Victoria has moved one step closer to legalising euthanasia, while New Zealand doctors remain hesitant.
Victorian health minister Jill Hennessy
Victoria has moved one step closer to legalising euthanasia, with health minister Jill Hennessy announcing that the State government will be legalising future medical directives.
Ms Hennessy announced the legislative changes in a press conference on Wednesday, saying that advance care directives would make patient choices clear to their medical practitioners.
“This is about ensuring that we’ve got clarity around the law but most importantly it’s about changing the culture and the conversations and the practice,” she said.
In the same conference, Ms Hennessy said she had “no ethical objection” to voluntary euthanasia, and said that the government would consider its response to the recent Victorian Inquiry into End of Life Choices by the end of the year.
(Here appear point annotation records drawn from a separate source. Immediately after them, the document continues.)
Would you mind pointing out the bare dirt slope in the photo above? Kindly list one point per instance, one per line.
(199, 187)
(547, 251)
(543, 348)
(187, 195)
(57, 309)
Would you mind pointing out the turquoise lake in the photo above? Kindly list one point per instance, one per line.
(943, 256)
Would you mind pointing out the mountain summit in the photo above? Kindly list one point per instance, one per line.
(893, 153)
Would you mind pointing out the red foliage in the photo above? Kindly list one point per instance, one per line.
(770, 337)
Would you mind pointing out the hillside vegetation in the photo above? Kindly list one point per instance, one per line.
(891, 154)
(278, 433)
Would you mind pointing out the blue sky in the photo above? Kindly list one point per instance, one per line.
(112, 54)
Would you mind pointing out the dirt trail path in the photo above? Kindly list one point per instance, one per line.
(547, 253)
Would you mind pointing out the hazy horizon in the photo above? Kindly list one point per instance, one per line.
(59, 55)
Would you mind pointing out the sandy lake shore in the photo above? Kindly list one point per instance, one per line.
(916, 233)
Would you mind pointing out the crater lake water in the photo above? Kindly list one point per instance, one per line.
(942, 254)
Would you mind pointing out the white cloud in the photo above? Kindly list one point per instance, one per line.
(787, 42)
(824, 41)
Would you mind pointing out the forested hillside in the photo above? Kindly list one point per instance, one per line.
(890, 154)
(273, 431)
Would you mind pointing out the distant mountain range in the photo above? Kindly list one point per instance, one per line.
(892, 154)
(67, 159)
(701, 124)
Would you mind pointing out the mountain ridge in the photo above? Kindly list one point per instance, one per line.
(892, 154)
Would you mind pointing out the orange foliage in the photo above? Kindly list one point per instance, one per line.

Several government ministers have expressed their support for voluntary euthanasia following Ms Hennessy’s comments on Tuesday.
Meanwhile across the Tasman, The New Zealand Medical Association has expressed its opposition to euthanasia, stating that the risks of error and abuse were too high.
“This is an irreversible decision in which the consequences are final”, New Zealand Medical Association Chair Dr Stephen Child told a New Zealand parliamentary committee this week.
“Decisions however are often influenced by circumstance, by fear of what the future might hold, by concern for loved ones and by societal expectations, which can cause direct and indirect coercion in decision-making.”